Key facts
- Australia's annual inflation rate decreased to 4% in the year to May, primarily due to a nearly 12% drop in fuel prices.
- The Reserve Bank of Australia's preferred measure of underlying inflation, the trimmed mean, increased to 3.6% in the year to May.
- Home building costs saw a 0.9% increase in May, pushing the annual rate to 5.6%.
- Food and drink inflation accelerated to 3.3% year-on-year.
- Economists hold differing views on whether the Reserve Bank of Australia will implement further interest rate hikes.
Australia's annual inflation rate unexpectedly fell to 4% in the year to May, primarily driven by a significant drop in petrol prices. However, underlying inflationary pressures remain a concern, with the Reserve Bank of Australia's preferred trimmed mean measure of inflation climbing to 3.6%.
The Australian Bureau of Statistics reported that while headline inflation eased from 4.2% in April, the decrease was largely due to a nearly 12% fall in fuel costs during May. This masked a further lift in underlying price pressures, with home building costs rising 0.9% in May and food and drink inflation accelerating.
Treasurer Jim Chalmers acknowledged the positive headline figure but cautioned against complacency, stating that inflationary pressures persist in the economy. The mixed signals from the consumer price report have left interest rate predictions largely unchanged, with financial markets assigning a 32% chance of a Reserve Bank of Australia rate hike on August 11 and a 56% chance by the end of the year.

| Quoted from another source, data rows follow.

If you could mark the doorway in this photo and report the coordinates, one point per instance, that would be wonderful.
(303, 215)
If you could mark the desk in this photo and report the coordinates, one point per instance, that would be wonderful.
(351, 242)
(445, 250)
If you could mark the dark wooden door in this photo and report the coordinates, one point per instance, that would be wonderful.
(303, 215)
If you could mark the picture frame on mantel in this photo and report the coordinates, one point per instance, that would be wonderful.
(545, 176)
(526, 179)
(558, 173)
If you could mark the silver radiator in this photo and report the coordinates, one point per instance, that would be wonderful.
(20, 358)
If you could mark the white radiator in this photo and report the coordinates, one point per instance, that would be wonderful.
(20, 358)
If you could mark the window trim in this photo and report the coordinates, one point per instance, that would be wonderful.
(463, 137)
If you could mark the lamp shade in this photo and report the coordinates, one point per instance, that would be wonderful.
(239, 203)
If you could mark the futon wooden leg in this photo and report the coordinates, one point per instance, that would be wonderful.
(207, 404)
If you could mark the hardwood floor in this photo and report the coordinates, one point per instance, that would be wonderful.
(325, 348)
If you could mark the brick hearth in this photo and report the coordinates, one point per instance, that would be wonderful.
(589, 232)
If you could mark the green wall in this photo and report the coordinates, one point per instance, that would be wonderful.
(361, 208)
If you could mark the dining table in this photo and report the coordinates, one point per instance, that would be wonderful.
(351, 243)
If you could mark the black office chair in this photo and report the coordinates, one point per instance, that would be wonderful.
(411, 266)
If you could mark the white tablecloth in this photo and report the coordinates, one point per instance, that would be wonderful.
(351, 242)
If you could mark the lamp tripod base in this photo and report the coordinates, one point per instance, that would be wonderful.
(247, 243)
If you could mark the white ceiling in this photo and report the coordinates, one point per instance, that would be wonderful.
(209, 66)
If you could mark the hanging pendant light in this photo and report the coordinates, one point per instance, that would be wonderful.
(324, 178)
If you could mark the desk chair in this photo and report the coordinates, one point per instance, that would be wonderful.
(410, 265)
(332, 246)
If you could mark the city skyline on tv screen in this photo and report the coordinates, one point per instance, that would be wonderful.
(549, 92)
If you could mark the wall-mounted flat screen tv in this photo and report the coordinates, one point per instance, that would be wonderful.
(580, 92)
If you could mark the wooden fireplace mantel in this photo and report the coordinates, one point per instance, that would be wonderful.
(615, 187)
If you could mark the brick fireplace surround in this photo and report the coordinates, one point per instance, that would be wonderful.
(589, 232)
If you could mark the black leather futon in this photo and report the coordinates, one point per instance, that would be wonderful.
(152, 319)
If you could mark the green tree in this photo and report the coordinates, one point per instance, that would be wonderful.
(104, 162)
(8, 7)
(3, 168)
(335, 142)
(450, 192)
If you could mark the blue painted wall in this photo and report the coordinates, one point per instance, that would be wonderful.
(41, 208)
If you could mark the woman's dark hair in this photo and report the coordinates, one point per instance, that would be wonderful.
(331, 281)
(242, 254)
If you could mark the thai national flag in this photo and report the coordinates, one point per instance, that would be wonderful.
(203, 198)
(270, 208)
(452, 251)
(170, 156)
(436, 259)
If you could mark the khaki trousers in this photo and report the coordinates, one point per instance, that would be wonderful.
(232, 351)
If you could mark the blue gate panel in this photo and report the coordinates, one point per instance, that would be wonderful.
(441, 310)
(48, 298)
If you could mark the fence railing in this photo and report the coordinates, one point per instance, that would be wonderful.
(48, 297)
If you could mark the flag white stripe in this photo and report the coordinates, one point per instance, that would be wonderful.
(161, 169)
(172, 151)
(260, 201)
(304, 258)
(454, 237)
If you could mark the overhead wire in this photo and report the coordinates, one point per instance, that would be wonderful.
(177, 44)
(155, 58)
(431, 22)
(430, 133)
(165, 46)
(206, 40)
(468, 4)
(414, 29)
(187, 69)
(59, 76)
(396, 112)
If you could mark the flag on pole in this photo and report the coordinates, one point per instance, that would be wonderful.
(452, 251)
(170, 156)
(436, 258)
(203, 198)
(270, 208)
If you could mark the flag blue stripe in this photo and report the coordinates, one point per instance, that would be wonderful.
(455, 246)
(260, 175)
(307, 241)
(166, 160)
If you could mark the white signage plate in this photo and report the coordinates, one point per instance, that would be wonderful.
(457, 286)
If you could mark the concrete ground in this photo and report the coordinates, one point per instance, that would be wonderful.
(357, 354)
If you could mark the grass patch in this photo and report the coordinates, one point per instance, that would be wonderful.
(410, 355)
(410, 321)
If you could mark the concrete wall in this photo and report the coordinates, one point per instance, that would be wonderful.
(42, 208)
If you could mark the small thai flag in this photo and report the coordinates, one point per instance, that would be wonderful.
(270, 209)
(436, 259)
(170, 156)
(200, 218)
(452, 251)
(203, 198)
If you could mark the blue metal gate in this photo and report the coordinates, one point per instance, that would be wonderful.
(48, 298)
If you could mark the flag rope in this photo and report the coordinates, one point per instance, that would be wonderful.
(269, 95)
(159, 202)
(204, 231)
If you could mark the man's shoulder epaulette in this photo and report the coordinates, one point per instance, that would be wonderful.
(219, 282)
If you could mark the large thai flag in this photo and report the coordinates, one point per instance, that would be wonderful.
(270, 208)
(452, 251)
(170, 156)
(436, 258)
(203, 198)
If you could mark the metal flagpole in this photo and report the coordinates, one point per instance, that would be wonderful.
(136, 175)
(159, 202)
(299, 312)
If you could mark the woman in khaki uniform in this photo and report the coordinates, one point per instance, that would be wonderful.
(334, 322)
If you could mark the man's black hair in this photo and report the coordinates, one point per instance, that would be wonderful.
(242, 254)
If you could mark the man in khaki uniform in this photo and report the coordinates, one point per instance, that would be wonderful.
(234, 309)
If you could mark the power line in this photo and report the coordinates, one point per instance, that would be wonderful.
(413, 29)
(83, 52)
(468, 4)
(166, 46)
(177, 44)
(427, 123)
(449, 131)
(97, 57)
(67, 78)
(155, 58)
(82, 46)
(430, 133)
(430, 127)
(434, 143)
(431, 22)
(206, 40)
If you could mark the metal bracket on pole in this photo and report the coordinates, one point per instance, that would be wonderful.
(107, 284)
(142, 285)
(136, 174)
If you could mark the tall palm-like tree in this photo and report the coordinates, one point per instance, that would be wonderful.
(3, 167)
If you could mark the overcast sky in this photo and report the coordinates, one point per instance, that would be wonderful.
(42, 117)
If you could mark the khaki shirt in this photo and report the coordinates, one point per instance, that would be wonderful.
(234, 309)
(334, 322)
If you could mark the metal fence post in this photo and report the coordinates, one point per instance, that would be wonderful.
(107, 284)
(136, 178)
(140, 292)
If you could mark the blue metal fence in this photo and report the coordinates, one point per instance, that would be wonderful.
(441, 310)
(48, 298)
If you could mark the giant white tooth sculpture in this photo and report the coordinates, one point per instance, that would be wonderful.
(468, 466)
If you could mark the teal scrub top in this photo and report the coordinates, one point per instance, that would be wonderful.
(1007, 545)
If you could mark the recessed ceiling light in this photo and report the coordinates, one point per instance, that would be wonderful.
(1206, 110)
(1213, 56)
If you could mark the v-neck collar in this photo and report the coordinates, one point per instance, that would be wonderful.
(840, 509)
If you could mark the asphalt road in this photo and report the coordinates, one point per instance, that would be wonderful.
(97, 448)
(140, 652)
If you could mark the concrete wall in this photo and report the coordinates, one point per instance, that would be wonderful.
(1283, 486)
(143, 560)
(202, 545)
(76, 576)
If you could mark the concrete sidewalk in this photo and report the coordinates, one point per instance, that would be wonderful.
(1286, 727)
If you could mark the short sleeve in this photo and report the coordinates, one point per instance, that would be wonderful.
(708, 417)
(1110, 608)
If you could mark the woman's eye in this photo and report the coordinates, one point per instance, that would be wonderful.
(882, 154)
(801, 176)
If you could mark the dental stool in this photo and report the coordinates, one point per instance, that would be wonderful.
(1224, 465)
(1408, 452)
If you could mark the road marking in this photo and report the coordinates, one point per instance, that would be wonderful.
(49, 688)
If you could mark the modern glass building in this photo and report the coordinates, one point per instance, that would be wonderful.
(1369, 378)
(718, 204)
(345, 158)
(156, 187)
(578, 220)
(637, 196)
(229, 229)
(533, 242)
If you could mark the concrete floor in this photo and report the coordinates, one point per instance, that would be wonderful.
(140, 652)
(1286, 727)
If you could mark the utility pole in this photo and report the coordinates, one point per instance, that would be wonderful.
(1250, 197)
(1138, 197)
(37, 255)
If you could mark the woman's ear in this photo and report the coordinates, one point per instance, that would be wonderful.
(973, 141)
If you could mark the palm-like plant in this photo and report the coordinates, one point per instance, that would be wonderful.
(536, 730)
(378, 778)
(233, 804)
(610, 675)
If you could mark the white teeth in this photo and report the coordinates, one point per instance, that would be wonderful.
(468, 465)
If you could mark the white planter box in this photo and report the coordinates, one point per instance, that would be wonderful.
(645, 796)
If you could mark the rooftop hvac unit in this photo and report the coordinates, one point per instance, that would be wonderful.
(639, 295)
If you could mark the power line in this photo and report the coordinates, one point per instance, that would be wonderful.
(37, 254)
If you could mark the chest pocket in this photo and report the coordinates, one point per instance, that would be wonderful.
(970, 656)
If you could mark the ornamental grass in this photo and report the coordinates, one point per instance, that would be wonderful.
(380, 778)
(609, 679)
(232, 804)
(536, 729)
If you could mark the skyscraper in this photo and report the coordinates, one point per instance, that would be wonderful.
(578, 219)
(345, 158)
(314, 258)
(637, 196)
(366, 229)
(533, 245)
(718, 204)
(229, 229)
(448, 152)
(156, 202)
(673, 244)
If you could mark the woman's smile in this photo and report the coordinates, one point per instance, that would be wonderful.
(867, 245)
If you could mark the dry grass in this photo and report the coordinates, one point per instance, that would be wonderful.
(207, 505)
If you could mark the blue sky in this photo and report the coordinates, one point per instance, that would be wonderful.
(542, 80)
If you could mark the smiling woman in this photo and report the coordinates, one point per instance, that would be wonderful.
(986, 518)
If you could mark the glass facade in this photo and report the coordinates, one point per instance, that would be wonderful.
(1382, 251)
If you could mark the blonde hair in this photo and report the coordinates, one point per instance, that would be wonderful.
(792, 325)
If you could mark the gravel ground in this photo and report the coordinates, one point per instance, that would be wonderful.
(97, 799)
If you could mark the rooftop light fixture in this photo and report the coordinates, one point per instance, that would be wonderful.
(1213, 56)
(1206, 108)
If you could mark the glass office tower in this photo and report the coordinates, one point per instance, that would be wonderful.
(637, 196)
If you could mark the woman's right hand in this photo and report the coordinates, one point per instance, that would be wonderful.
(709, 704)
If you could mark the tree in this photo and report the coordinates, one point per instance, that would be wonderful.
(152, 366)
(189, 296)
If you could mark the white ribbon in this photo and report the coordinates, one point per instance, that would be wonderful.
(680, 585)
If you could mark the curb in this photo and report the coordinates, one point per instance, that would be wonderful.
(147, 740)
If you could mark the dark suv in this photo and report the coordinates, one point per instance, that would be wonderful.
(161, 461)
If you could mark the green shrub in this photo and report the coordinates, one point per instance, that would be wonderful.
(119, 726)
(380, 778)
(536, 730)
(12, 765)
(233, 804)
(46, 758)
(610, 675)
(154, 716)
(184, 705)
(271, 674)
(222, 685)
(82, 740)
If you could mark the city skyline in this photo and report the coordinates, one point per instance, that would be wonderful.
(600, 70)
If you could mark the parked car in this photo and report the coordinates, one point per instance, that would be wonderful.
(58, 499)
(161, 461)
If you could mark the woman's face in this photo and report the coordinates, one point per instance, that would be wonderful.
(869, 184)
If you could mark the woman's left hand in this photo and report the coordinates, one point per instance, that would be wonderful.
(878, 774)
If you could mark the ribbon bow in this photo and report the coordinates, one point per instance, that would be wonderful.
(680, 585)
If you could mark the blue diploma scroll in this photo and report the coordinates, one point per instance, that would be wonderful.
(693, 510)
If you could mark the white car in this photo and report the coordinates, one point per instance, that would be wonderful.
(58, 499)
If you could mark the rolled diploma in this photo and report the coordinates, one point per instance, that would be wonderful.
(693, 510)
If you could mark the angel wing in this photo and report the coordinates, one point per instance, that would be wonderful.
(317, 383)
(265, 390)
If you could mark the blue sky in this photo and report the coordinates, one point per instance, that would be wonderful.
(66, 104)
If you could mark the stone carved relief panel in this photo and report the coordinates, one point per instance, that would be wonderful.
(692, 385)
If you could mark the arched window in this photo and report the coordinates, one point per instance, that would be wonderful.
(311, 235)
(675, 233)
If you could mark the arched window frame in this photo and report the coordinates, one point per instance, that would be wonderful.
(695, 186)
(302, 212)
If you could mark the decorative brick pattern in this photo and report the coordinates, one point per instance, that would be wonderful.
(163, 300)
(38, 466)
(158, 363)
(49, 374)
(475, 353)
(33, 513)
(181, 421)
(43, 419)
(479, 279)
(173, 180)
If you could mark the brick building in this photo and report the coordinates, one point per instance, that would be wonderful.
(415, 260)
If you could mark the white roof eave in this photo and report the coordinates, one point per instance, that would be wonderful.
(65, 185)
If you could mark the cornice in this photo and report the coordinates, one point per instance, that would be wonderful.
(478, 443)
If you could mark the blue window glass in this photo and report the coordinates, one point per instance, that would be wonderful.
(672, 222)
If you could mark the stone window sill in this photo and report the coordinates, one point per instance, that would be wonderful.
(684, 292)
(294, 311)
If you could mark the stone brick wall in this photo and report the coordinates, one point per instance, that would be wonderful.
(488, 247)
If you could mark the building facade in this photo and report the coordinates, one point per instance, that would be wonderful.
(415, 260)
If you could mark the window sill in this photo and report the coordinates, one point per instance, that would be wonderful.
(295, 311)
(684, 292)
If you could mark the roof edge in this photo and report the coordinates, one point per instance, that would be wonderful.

Economists offer differing perspectives on the RBA's next move. Sally Auld of NAB suggested that the lower inflation print and signs of economic slowing might lead to a less hawkish tone from the central bank, predicting the next move would be a rate cut. Conversely, Shane Oliver of AMP believes that the hotter-than-expected underlying inflation reinforces his expectation of a fourth rate hike in August, citing the RBA's concern about preventing a high inflation psychology.